The court’s order, the first dealing with the 2022 elections, means that the map will be used for the state’s upcoming primary, and likely be in place for the entire election cycle, while the legal challenge plays out.

The order pauses an opinion by a panel of three judges that held that the Alabama map likely violates Section 2 of the Voting Rights Act because it only includes one district where Black voters have the opportunity to elect a candidate of their choice.

Justice Brett Kavanaugh, writing for himself and fellow conservative Justice Samuel Alito, said the court acted in order to maintain the status quo while the justices consider the issue. Kavanaugh said the court’s order “does not make or signal any change” to voting rights law.

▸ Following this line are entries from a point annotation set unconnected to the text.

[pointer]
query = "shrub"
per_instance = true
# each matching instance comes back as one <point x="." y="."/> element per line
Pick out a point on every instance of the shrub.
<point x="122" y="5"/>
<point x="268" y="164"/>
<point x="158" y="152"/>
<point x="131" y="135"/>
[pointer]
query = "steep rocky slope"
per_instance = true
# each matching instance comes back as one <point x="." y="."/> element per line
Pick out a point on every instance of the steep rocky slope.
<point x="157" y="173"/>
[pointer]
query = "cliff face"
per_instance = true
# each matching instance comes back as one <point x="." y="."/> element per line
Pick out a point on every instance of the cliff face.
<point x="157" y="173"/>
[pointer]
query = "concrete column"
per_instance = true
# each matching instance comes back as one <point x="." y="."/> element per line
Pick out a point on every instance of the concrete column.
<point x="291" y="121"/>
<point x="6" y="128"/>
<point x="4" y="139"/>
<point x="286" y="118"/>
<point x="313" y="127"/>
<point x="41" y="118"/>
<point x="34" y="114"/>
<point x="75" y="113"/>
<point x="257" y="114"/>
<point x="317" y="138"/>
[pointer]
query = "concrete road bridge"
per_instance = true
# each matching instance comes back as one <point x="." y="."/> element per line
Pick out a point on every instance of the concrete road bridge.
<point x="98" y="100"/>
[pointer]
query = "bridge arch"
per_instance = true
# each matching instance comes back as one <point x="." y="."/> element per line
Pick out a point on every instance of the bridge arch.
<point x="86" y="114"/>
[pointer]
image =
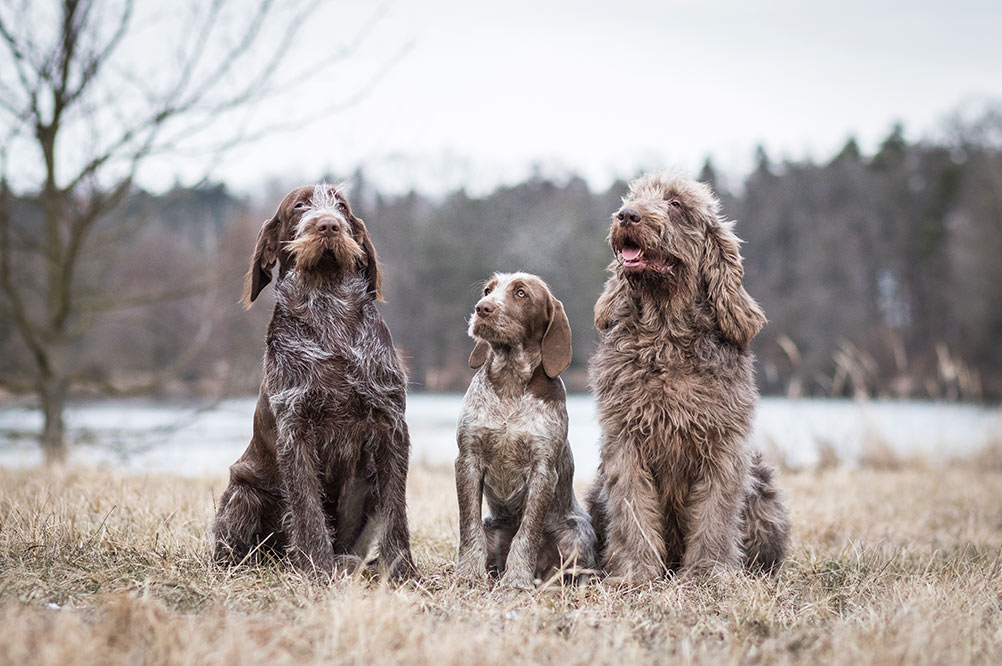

But Roberts, who again found himself siding with the court’s three liberals, said that while he agreed the court should take up the issue for next term to “resolve the wide ranging uncertainties” in the case, he would have allowed the district court opinion to stand while the appeals process played out. The Supreme Court will hear the full case next fall.

“The District Court properly applied existing law in an extensive opinion with no apparent errors for our correction,” Roberts wrote.

Justice Elena Kagan, writing for her liberal colleagues Stephen Breyer and Sonia Sotomayor, wrote a much more strongly worded dissent.

Kagan said the majority had gone “badly wrong” in granting Alabama’s request to freeze the lower court opinion and the court’s decision “forces Black Alabamians to suffer what under the law is clear vote dilution.” She said the decision will undermine a key section of the Voting Rights Act.

She also said the court shouldn’t issue such an impactful order on its emergency docket (which critics refer to as its “shadow docket”) without full briefing and oral argument.

“Today’s decision is one more in a disconcertingly long line of cases in which this Court uses its shadow docket to signal or make changes in the law, without anything approaching full briefing and argument,” she said.

She said the court’s action “does a disservice” to Black Alabamians who “have had their electoral power diminished — in violation of a law this court once knew to buttress all of American democracy.”

A dispute targeted at how courts apply the Voting Rights Act cases in redistricting

Alabama’s congressional redistricting plan was challenged under Section 2 of the Voting Rights Act, a VRA provision that has been a crucial tool for voting rights advocates after the Supreme Court gutted another section of the law that required certain states to get federal approval for its maps.

The lower court panel, which included two judges appointed by former President Donald Trump, said that Alabama was required to draw a second district where Blacks made up a majority of voters or close to it. Their decision pointed to Supreme Court precedent for how VRA redistricting cases should be handled.

Alabama, in seeking the Supreme Court’s intervention, had argued that race had been improperly used in the proceedings to determine whether Alabama was obligated under the law to draw a second minority-majority district.

Alabama, in its arguments to the court, is asking the Supreme Court to “cut back significantly on the scope of Section the Voting Rights Act in redistricting cases,” Rick Hasen, an election law expert, wrote in an analysis of the case last week.

“A cutback could have major negative implications for African-American and other racial minority representation in Congress, in state legislatures, and in local bodies across the country, making it harder to require jurisdictions to draw districts where minority voters can elect representatives of their choice,” Hasen, a law professor at University of California-Irvine, wrote on the election law blog.

This story has been updated with additional details.